While companies such as Panasonic have expanded their recycling programs with drop-off sites, there are still several areas that are not represented.
So, let’s go to our readers.
Would you pay a couple of extra bucks for that iPod or new computer if that fee guaranteed the product would be recycled at the end of its life? Or, would you prefer to not pay the fee and have consumers take the responsibility for their electronics recycling?


Rachel White
posted on July 7th, 2009 at 6:46 pm
I would pay a couple of extra bucks in a heartbeat! As your post correctly notes, e-waste is a huge problem: According to the EPA, the United States generated over 3 tons of electronic waste in the year of 2007 alone. Close to 85% of this was landfilled or incinerated here. Most of the remaining 15% was shipped overseas for recycling; however overseas “recycling” frequently occurs under conditions that are unsafe for workers and the environment (for more, check out http://www.theelectronicstakeback.com). Clearly the systems that are currently in place in this country for recycling electronics aren’t working. It’s hard to even call existing recycling programs “systems” as they are frequently hard to access, haphazard and confusing.

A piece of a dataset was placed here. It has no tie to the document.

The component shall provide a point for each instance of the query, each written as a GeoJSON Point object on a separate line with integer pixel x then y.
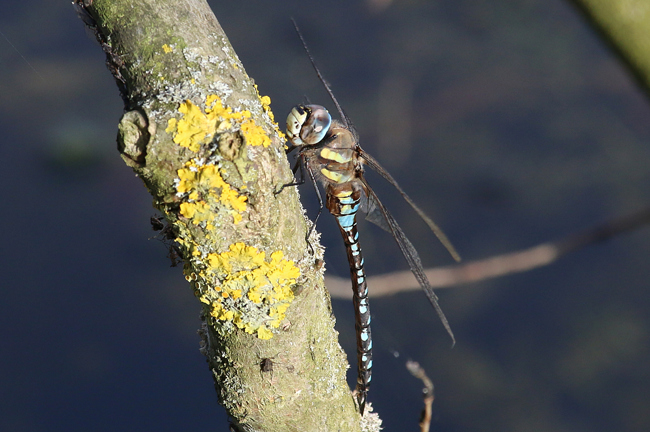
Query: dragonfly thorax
{"type": "Point", "coordinates": [308, 124]}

I consider myself lucky to live in a city (Newton, MA) that collects electronics for recycling–even though I have to deliver them myself to the recycling center which is, of course, only open limited hours. But where do my old electronics go from there? I don’t know the answer to this question and I’m not sure I want to know.
Consumers, manufacturers, and government need to work together to solve this problem. I would be relieved to pay a little more for my next electronic gadget if I knew that the old one would be responsibly recycled.
Shane DiGiorgio
posted on July 8th, 2009 at 12:00 pm
I would prefer to not pay a fee but that’s only because I know of a drop off center in my area that is 99% landfill free. I live in Huntington Beach, California & have found that Orange Coast Computers & Recycling is free, convenient, keeps normal business hours 6 days a week. They will even unload your E-waste from your vehical. http://www.monitorheaven.com
Why should I have to pay more, when I know my electronics will be disposed of responsibly?
Maybe if there was some way to get my $ back if say I used an EPA approved Electronic waste recycler.
Lyon
posted on July 8th, 2009 at 12:21 pm
+1 on that. I’d gladly pay an extra few bucks to guarantee that the product I am buying will have an acceptable end-of-life disposal. For more on Life Cycle Analysis listen to this clip: http://www.morethansound.net/samples/Ecological-Awareness_in_15-minutes.mp3
In the third section, Daniel Goleman talks with Greg Norris, whose open-source LCA platform offers ubiquitous empowerment for businesses to quantify and lessen the negative environmental impacts of each product’s life cycle.